Tutorial 4: Simple Job Parameterization

This tutorial teaches you how to create parameter sweeps—generating multiple related jobs from a single job definition using Torc’s parameterization feature.

Learning Objectives

By the end of this tutorial, you will:

Understand how parameterization expands one job definition into many jobs
Learn the different parameter formats (lists, ranges)
Know how to use format specifiers for consistent naming
See how parameterization combines with file dependencies

Prerequisites

Completed Tutorial 1: Many Independent Jobs
Completed Tutorial 2: Diamond Workflow
Torc server running

Why Parameterization?

Without parameterization, a 5-value hyperparameter sweep would require writing 5 separate job definitions. With parameterization, you write one definition and Torc expands it:

# Without parameterization: 5 separate definitions
jobs:
  - name: train_lr0.0001
    command: python train.py --lr=0.0001
  - name: train_lr0.0005
    command: python train.py --lr=0.0005
  # ... 3 more ...

# With parameterization: 1 definition
jobs:
  - name: train_lr{lr:.4f}
    command: python train.py --lr={lr}
    parameters:
      lr: "[0.0001,0.0005,0.001,0.005,0.01]"

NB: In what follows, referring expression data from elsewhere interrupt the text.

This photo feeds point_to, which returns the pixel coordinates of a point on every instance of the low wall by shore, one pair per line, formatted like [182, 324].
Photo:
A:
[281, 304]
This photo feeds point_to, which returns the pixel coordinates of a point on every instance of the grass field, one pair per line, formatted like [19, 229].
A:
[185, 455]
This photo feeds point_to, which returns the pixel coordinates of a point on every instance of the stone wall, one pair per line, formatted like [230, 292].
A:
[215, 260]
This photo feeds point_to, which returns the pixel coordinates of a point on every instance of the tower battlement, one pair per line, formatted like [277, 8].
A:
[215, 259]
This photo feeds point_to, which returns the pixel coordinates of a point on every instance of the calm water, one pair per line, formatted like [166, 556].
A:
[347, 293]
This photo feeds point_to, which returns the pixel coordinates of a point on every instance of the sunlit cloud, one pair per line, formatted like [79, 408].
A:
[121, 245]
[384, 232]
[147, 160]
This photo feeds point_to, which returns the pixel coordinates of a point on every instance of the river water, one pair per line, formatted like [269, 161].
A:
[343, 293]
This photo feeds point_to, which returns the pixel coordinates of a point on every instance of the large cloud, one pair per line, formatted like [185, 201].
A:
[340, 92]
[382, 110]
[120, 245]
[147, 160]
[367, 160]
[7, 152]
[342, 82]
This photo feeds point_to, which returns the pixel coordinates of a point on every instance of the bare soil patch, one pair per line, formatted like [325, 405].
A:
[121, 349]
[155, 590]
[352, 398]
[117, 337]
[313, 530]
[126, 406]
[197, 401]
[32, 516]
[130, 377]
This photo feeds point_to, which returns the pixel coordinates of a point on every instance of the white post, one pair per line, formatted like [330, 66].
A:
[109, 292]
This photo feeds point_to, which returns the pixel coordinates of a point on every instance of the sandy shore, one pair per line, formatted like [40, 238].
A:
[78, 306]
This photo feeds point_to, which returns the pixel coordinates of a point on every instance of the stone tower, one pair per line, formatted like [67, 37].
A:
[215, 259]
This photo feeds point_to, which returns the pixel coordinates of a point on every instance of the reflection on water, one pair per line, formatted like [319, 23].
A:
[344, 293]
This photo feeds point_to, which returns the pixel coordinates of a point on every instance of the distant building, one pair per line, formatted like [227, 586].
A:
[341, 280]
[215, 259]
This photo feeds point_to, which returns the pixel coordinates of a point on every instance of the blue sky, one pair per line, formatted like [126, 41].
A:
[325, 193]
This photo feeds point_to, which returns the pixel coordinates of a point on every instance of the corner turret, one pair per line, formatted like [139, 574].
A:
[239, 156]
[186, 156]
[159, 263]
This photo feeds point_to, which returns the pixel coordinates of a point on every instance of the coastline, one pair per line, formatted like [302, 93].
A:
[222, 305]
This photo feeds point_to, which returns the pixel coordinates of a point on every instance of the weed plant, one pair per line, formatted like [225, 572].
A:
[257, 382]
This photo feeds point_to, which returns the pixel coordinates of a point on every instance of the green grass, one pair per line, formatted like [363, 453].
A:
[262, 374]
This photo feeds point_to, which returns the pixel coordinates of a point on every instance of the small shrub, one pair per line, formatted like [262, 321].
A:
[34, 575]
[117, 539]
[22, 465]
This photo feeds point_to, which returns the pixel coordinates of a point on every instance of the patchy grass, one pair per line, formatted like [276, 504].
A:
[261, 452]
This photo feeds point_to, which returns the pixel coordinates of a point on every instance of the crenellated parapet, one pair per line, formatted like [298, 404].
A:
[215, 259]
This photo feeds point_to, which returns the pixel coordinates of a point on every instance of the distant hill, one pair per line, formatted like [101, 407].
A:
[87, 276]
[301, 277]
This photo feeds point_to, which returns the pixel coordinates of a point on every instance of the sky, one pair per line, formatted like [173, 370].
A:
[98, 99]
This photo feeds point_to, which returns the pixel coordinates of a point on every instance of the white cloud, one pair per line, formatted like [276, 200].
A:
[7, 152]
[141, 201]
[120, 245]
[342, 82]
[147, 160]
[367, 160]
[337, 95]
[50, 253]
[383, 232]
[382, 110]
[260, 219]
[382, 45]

Step 1: Create the Workflow Specification

Save as learning_rate_sweep.yaml:

name: lr_sweep
description: Test different learning rates

jobs:
  - name: train_lr{lr:.4f}
    command: |
      python train.py \
        --learning-rate={lr} \
        --output=/models/model_lr{lr:.4f}.pt
    resource_requirements: gpu
    output_files:
      - model_lr{lr:.4f}
    parameters:
      lr: "[0.0001,0.0005,0.001,0.005,0.01]"

  - name: evaluate_lr{lr:.4f}
    command: |
      python evaluate.py \
        --model=/models/model_lr{lr:.4f}.pt \
        --output=/results/metrics_lr{lr:.4f}.json
    resource_requirements: gpu
    input_files:
      - model_lr{lr:.4f}
    output_files:
      - metrics_lr{lr:.4f}
    parameters:
      lr: "[0.0001,0.0005,0.001,0.005,0.01]"

  - name: compare_results
    command: |
      python compare.py --input-dir=/results --output=/results/comparison.csv
    resource_requirements: minimal
    input_files:
      - metrics_lr{lr:.4f}
    parameters:
      lr: "[0.0001,0.0005,0.001,0.005,0.01]"

files:
  - name: model_lr{lr:.4f}
    path: /models/model_lr{lr:.4f}.pt
    parameters:
      lr: "[0.0001,0.0005,0.001,0.005,0.01]"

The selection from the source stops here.